University of Chicago remarks
The comments came after a student asked whether she stood by remarks she made in 2021 criticizing white supremacist sympathizers in the House GOP caucus. Ocasio-Cortez said she did stand by those comments and said she works with Republicans on specific bills only when their motives and the outcomes line up with progressive goals.
She said Greene did not meet that threshold on Gaza and Israeli accountability. That left the public line simple: Ocasio-Cortez would not treat Greene as a workable partner on the issue, even as some on the left have argued Democrats should be open to unusual alliances when the policy goal is shared.
Greene's May 9 response
Greene answered on X on May 9, saying, “AOC refused to vote for my amendment to strip funding for Israel.” She added, “She can run her mouth all she wants but votes are the only thing that matters, not a bunch of words and nasty name calling.”
That exchange set off criticism from some progressive commentators who said Ocasio-Cortez was siding too closely with the political mainstream. Ryan Grim wrote that Greene “sacrificed her political career to stand against genocide, against Trump, and against the Epstein Class.”

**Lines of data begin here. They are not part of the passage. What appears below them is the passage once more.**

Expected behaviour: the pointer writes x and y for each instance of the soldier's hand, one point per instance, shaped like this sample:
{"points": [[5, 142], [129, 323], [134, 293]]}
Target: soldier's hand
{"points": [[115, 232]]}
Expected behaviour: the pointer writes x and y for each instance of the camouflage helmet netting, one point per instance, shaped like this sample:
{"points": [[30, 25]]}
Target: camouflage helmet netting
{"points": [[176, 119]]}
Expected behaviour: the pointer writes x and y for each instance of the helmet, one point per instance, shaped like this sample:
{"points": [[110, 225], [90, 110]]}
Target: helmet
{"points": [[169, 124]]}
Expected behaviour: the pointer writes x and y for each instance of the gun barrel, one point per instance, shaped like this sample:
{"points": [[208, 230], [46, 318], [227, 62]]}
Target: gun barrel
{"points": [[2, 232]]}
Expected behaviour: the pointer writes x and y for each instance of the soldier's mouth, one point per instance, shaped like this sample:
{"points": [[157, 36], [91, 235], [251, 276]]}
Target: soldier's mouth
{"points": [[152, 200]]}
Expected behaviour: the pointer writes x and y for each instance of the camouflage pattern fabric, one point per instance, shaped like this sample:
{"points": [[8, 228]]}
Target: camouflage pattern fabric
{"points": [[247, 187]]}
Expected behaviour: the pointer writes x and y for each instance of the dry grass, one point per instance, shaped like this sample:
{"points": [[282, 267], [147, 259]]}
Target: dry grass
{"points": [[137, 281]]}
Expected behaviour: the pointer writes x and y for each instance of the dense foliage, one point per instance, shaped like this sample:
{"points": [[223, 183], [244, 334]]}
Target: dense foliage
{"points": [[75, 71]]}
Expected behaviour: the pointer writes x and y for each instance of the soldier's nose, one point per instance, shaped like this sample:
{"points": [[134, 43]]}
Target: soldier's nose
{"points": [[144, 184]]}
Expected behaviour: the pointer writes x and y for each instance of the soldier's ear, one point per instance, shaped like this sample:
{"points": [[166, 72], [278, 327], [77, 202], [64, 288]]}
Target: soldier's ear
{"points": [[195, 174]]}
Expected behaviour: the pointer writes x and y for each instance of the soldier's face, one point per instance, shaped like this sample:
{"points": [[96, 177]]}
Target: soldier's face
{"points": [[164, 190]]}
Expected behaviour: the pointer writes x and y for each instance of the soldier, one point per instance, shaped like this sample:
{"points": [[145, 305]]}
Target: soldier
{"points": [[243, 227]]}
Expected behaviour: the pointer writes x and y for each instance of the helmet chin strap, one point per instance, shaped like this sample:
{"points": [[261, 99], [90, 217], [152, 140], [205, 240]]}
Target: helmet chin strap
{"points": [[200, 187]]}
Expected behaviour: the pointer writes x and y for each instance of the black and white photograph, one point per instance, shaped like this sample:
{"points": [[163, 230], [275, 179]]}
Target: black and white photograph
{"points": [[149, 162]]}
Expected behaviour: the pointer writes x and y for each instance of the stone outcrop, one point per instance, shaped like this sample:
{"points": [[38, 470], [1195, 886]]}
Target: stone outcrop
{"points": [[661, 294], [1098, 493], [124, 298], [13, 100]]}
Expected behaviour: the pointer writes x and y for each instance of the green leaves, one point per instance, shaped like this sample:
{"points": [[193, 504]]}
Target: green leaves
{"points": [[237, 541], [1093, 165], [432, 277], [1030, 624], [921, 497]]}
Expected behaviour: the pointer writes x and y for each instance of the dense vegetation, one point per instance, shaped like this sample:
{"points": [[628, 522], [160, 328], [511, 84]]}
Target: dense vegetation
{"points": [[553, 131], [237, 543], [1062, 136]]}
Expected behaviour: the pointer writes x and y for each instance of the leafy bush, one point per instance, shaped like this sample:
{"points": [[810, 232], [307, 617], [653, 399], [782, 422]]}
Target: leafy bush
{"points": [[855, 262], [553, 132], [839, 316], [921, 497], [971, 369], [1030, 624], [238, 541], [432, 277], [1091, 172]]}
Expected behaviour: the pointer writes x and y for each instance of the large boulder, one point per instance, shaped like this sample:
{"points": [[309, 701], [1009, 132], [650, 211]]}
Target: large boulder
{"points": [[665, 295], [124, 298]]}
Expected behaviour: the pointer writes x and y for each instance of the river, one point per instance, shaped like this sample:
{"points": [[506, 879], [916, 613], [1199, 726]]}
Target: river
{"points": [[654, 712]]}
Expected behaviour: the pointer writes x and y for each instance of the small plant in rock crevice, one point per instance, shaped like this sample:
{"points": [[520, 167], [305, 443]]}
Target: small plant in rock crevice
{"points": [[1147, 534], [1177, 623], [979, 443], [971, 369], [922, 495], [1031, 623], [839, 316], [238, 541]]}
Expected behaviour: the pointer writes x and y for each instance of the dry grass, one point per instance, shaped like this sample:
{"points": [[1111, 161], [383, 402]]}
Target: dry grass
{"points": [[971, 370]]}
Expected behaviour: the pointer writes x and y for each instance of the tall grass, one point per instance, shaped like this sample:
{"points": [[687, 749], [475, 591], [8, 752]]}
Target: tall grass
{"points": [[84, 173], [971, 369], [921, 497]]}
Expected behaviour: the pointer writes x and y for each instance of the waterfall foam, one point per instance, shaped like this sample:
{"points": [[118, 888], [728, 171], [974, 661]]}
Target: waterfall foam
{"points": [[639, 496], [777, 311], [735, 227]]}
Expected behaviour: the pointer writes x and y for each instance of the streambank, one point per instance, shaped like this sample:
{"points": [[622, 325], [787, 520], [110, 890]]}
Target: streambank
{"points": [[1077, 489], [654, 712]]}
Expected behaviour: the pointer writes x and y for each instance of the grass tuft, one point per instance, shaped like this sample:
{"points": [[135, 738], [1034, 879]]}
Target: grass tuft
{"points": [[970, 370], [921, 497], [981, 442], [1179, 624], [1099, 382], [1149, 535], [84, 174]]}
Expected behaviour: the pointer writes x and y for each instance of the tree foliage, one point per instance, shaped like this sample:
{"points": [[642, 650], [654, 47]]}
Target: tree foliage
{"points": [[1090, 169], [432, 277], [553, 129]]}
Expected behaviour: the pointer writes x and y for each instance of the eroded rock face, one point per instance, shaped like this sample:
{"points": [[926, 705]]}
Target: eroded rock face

Cenk Uygur was sharper. “This is just terrible,” he wrote, adding, “She sounds just like the establishment.” He also said, “She's attacking an opponent of Israel as an antisemite,” called the stance “deeply counterproductive. And selfish.”
Progressive split on Greene
Glenn Greenwald also criticized Ocasio-Cortez, writing that she “emphatically condemns policies only when Trump and the GOP do them and gets muted and deferential when Democrats do.” He said Greene had shown “a willingness to work across party lines toward outcomes she believes are just.”
The dispute leaves a clear dividing line inside the anti-war and Gaza-policy debate: Ocasio-Cortez is drawing a boundary around Greene, while her critics want to judge the Republican by her vote on Israel policy alone. For readers tracking the fight inside the left, the immediate question is whether the movement treats ideological purity or tactical voting as the higher standard.
Ocasio-Cortez did not back away from the test she set in Chicago. She said she will work with Republicans when their motives align with hers, but not with Greene on Gaza and Israeli accountability.